WazirX Hack Analysis

0xjarix

06 Mar 2025 • 3 min read

Overview

On July 18th, 2024, WazirX, India's leading cryptocurrency exchange fell victim to a ~$230 Million attack. One of their self-custodial safe multi-sig wallets was compromised and drained.

Main addresses and transactions

Attacker’s Address: 0x6eedf
Related Address Chain (Stolen fund is in these addresses): 0x04b21, 0x35feb, 0x90ca7, 0x36138
Malicious Contract Address used for phishing: 0xef279
Affected WazirX Address: 0x27fd4
Attack Tx: 0x48164

Main actors

Victim: WazirX 📉
Weak link: WazirX's signers ✍🏻
other weak link: Liminal custody
Hacker: DPRK-linked actors (Lazarus Group) 🇰🇵
Vulnerable party: Safe 🔐
Detector: Cyvers 🚨
Investigators: Mudit Gupta & ZachXBT 🕵🏻‍♂️
Mixer: TornadoCash🌪️

🚨Attack Detection🚨

Suspicious Tx involving WazirX's Safe wallet on the ETH network
$234.9M have been moved to a new address
Tx callers are funded by TornadoCash
Suspicious address has swapped numerous assets to ETH
With no response for 30 minutes, Cyvers took it to X

The attack at the smart contract level

The hackers started practicing the attack for at least 8 days
The wallet tried to do a USDT transfer minutes before the hack started
... But it failed because 2/4 signatures were for upgrading the safe to a malicious contract rather than USDT transfer
The 2 signers were tricked into signing malicious tx in the name of a normal USDT transfer
Once the tx was published onchain, it failed but the hackers got the signatures that they wanted as signatures are submitted publicly in tx
The hackers then used the other 2 compromised private keys to generate 2 more signatures and successfully executed the exploit tx to upgrade the multisig to a malicious contract that transfers all funds to them.
One of the 2 phished signatures is actually a pre-validated signature indicating that the `msg.sender` (co-signer from Liminal custody) authorizes the tx
The attackers upgraded the Multi-sig wallet to a malicious contract through a delegateCall()
The delegate call targeted the function 0x804e1f0a, which modified slot0 of the multisig proxy storage
Now, slot0 which stores the address of the implementation is storing that of a new implementation, the malicious contract
It allowed them to drain the wallet from its funds as the new implementation contract was designed to transfer assets out of the multi-sig wallet
Each tx to the multi-sig triggered a delegateCall() to this malicious contract, enabling continuous draining of funds.

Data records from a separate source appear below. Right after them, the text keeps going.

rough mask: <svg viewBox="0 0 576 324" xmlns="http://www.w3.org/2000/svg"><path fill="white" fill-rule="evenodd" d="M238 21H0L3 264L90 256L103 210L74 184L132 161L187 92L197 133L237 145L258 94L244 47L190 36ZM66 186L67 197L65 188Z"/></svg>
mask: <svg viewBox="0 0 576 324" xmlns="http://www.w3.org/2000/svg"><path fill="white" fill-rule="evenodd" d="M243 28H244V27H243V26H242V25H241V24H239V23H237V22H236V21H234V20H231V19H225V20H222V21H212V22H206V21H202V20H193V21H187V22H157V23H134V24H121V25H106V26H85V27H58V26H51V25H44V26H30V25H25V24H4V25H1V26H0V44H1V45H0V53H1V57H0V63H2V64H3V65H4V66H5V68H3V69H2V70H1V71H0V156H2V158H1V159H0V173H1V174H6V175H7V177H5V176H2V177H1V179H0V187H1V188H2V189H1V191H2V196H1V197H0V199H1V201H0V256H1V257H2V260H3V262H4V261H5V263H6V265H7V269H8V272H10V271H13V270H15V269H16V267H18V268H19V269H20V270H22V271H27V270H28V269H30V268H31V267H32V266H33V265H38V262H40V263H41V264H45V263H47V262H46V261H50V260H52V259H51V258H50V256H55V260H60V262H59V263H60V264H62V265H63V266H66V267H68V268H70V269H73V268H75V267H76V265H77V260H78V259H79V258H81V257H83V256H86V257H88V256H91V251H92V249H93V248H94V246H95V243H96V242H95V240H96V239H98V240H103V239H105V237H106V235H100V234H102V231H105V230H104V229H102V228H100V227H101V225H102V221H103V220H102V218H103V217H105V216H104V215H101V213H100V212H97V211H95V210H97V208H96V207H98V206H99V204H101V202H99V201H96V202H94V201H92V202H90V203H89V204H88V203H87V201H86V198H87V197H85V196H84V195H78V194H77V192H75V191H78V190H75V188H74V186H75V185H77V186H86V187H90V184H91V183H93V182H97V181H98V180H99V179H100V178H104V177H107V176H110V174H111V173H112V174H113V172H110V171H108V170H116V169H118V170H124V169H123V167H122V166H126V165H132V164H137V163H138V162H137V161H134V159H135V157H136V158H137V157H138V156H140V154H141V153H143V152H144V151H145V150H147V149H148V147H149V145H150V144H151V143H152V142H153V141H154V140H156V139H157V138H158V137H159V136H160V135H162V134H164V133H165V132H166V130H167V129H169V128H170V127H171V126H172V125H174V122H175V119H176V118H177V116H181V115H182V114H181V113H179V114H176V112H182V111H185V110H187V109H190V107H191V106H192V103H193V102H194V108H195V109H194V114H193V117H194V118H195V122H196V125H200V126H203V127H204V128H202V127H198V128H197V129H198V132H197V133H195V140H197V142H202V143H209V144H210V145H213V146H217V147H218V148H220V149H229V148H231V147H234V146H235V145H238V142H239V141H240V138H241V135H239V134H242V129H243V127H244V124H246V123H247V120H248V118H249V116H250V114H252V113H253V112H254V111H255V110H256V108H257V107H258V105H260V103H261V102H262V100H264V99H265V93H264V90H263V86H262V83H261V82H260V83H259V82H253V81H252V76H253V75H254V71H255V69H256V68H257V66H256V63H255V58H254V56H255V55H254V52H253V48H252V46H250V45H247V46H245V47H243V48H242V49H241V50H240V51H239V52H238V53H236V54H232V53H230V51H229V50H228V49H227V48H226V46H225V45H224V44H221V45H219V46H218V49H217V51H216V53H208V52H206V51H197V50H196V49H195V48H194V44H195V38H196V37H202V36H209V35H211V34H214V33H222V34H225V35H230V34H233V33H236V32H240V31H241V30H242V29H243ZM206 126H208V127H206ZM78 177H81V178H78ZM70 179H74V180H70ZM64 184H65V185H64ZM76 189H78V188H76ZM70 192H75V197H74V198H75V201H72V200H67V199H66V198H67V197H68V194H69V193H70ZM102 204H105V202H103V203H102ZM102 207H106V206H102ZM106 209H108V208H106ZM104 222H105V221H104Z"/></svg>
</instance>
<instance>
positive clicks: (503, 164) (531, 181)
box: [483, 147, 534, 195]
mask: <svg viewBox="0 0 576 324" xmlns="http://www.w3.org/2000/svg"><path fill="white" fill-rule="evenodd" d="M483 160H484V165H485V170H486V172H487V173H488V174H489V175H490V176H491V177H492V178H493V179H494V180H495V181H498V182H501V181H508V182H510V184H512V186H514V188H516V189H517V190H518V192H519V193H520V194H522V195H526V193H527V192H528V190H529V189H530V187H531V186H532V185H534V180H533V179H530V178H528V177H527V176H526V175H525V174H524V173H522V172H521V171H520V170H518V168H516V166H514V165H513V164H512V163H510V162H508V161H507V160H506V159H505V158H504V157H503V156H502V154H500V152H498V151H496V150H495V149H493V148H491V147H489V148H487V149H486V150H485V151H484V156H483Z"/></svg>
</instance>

🔐After (and even before) the 1.4B ByBit hack, X has been generous with best practices to prevent signer-level attacks from happening. Decided to gather them all in one place 🧵@shafu0x @PaulFrambot @PatrickAlphaC @pcaversaccio @alcueca @_SEAL_Org
— 0xjarix (@0xjarix) February 24, 2025

Check out this tweet to stay safe

Key Takeaways

Smart contracts are starting to be very secured so hackers target weakest link: humans
Safe's Front-end was vulnerable, it was confirmed through the bybit hack so web2 audits have to be better
Signers should know what they're signing (|)0/\/'T TR|\_|5T, \/3R1FY!)